18.53
Bredonborough.
A fabbo day, a Summer day in Autumn, beginning by the back door…
Tasty pears on two bushes…
Into the garden…
… where the bees are goin’ like dinkum, their legs all daggered up with pollen (to quote Mr. Elford, gardener at Fernhill House 1980-84)…
Colour continues to erupt I…
The Hand of God…
Tasty plums I…
II…
This morning, organising in The Cellar & then over to HQ for the same this afternoon. The old kitchen has lotsa stuff waiting to be sorted…
… but the feature of the room is the fireplace from the cottage where my Mother grew up in Greenland Terrace, Aberbeeg…
Mother’s grandfather & his 8 sons built a terrace of cottages for the complete family in Aberbeeg up the hill from Abertillery.
One of the sons was killed during the building when a wall fell on him. Edith was born in 1914, 2 years after her Sister Evelyn, to Joe & Gladys. Joe Greene was a miner in the Six Bells Colliery…

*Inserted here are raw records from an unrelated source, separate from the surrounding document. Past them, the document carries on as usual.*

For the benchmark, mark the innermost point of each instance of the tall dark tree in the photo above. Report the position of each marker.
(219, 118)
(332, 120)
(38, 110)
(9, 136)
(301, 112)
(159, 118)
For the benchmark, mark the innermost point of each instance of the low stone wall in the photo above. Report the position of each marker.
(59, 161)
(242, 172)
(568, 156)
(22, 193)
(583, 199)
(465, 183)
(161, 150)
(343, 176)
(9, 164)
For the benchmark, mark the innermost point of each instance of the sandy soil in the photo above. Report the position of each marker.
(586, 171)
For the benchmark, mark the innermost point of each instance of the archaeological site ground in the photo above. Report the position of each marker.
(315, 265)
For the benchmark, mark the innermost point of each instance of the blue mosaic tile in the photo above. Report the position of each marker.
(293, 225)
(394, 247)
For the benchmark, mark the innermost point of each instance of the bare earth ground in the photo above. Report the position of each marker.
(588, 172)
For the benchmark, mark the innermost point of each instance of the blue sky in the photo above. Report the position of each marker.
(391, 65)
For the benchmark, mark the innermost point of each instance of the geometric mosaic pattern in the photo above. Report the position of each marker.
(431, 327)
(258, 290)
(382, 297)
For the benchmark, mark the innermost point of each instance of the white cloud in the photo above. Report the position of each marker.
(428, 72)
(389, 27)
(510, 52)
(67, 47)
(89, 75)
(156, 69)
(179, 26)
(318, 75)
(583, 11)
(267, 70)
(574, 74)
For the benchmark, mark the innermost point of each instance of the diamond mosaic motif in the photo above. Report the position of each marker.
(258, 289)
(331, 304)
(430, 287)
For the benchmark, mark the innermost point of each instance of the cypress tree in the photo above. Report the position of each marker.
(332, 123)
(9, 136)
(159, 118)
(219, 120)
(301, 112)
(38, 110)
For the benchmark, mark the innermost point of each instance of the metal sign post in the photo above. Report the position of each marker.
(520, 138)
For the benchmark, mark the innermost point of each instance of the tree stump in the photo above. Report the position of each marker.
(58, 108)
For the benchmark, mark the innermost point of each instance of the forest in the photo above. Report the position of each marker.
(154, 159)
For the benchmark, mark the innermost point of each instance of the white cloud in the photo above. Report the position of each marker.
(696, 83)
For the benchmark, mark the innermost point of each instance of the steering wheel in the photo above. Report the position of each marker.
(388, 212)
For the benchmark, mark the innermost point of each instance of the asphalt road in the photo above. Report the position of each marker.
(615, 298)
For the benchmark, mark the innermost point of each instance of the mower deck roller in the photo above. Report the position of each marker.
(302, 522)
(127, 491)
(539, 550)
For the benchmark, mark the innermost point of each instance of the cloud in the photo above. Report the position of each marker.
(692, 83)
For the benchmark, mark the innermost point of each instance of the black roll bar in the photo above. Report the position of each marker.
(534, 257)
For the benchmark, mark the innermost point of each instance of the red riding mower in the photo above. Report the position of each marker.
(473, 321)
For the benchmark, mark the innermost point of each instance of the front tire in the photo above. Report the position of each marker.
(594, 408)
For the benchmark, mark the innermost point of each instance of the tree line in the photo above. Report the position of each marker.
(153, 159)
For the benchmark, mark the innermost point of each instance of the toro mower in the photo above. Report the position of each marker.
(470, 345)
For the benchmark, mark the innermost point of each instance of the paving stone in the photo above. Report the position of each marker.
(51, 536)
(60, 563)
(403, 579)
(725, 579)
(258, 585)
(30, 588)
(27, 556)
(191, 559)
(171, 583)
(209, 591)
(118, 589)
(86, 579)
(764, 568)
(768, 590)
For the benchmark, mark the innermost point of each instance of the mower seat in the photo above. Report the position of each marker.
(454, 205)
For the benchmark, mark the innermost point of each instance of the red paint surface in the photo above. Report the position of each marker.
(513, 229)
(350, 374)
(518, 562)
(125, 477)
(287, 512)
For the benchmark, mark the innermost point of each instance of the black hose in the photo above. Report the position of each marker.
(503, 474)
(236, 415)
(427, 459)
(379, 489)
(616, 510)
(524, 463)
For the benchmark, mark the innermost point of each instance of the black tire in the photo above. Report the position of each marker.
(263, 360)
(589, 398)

http://www.abertillery.net/picpages/sixbellscolliery.html
http://www.minersadvice.co.uk/wales_sixbells.htm
Land reclamation at Six Bells
… pigeon racing champion of Wales for three years 1935-37, and lost a leg in a serious mining accident which nearly cost him his life. Joe was touch & go for a week in hospital, during which time Gladys’ hair turned from black to white. Joe died at 59, after a long night wheezing out what was left of his lungs. When Nans died in 1982, widowed for longer than she was married, the cottage was sold (for £1,000) and I inherited the fireplace from 8, Aberbeeg Road (as Greenland Terrace had become). The fireplace was installed in a small study at Fernhill House, Witchampton (1983) but the following owner replaced it with a fireplace more in keeping with a Georgian house, and returned it to me. Now, after 18 years of storage, it is gracing my life.
20.43 The Arising Issue continues, although there is a solution to the first part of the problem.